Law 431 also states that the government “may, within a period of two years of the establishment of the company [Liban Telecom], sell a portion not exceeding 40 percent” to a strategic partner. That strategic partner could be anyone from the operators who are present on the market, such as Zain and Orascom, or those allied with political parties in Lebanon that have a stake in the telecom industry.
Whether or not there is a setup in the works may be one thing, but the creation of Liban Telecom also seems to hinge upon another of Lebanon’s more unpleasant sectarian realities.
“The [future] board of Liban Telecom will need to split according to the confessions of the members and a lot of power has been given to the chairman. The chairman will have to be decided on the basis of confession,” said Safa.
Here again there seems to be some horse trading at play because to appoint a member of one confession to a major post means there has to be a balance somewhere else. Sometimes that balance is not maintained and institutions function (or malfunction) without the presence of supervisors, or the intended accountability structures.

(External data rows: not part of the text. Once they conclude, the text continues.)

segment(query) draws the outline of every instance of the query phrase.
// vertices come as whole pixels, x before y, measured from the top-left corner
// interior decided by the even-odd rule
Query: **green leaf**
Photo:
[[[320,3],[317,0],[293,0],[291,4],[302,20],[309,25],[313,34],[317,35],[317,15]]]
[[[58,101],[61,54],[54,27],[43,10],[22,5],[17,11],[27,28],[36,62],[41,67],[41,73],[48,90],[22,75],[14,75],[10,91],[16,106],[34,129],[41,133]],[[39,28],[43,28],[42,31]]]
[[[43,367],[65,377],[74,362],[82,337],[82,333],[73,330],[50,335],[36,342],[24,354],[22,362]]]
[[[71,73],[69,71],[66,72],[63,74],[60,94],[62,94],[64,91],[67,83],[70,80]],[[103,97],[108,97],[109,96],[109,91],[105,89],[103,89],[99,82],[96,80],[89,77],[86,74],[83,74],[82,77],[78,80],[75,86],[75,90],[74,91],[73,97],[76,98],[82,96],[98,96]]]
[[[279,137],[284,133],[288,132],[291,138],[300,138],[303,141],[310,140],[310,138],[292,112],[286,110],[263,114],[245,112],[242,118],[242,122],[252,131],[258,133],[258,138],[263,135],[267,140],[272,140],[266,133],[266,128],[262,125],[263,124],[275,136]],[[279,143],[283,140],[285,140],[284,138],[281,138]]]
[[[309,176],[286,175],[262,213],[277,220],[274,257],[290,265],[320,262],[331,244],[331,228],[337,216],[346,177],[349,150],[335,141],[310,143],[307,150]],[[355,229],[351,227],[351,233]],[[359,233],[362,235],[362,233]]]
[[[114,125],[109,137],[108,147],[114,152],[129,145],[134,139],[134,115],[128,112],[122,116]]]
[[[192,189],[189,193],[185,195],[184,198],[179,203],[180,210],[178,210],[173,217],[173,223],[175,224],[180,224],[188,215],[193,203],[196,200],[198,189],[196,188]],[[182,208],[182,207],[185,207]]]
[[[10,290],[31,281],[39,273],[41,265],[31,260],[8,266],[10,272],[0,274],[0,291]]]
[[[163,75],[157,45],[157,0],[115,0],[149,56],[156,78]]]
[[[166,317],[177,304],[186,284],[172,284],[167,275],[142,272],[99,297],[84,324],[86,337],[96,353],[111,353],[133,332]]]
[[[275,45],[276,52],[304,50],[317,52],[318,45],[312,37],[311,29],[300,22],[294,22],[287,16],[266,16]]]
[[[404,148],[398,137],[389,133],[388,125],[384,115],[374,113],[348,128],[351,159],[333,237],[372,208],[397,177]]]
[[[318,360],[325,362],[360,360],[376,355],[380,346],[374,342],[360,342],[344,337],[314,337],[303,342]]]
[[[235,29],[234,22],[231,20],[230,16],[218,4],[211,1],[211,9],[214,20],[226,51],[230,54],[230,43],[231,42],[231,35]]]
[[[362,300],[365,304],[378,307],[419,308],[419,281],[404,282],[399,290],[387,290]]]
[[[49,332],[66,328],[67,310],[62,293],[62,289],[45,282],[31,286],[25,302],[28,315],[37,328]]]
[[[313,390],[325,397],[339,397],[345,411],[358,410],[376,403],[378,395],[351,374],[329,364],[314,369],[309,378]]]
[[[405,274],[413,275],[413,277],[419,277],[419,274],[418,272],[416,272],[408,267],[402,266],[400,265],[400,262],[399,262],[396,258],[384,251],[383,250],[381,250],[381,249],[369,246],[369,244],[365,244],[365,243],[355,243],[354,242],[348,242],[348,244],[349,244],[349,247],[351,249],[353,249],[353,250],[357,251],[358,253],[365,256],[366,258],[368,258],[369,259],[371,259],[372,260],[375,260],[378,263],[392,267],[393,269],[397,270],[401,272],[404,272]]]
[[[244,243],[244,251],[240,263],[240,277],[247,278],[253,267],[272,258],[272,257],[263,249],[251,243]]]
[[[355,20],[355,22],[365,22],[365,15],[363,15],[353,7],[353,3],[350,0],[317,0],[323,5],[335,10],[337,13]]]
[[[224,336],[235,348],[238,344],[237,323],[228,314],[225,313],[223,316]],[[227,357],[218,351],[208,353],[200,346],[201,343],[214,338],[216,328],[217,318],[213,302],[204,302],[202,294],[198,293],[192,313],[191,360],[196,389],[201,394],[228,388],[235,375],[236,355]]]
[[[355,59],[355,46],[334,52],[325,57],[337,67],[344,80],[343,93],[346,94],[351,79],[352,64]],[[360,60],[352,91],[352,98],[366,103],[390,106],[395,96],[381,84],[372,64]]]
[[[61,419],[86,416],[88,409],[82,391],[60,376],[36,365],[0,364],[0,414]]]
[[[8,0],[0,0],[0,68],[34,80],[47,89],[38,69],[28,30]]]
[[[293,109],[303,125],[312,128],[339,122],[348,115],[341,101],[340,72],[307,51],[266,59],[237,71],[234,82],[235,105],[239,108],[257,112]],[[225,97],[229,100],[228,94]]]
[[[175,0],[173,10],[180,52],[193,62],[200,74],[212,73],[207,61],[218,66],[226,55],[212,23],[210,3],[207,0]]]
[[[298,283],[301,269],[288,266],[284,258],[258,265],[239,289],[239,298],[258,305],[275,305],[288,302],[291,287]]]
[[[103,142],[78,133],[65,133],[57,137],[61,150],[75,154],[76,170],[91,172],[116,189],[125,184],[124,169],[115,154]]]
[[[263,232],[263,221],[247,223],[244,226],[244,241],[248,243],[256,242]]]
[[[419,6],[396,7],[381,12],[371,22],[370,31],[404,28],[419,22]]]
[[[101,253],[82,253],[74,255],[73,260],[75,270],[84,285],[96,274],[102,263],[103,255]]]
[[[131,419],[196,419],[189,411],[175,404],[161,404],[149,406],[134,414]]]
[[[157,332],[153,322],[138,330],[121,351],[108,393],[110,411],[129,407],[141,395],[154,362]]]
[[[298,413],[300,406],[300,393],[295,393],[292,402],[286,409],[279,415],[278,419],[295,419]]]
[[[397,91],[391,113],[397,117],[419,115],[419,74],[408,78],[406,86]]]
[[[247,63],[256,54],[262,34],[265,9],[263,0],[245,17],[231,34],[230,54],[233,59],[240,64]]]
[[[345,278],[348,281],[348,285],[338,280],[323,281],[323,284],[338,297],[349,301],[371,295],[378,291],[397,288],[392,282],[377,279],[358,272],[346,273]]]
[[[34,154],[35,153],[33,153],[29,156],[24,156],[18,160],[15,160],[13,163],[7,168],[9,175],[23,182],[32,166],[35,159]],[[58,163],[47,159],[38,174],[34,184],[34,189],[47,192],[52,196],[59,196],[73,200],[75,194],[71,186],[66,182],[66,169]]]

The Lebanese government to date has failed to even appoint all of its mayors — the very officials who are responsible for providing basic services to the country’s population — let alone appointing the board of a nonexistent entity like Liban Telecom.
“You are in a country where there are sectarian issues,” said the ITU’s Bahsoun. “You have ministers who don’t know why they are ministers; it’s a system.”

Supposing Lebanon’s bickering politicians do eventually work out their differences over the telecom ministry, Liban Telecom, privatization, the national licenses, international commercial interests and the implementation of Law 431, serious work will have to be done to implement a national backbone. This would seem to be a tall order for Lebanon’s politicians who still cannot agree over the formation of a cabinet, let alone implement a progressive economic policy. One can’t forget that the same politicians who are hampering the advancement of an essential economic development tool were also elected last June by the people who still pay exorbitant fees for archaic Internet access.

But, as the ITU’s Bahsoun said: “If the people are happy, what can you do?”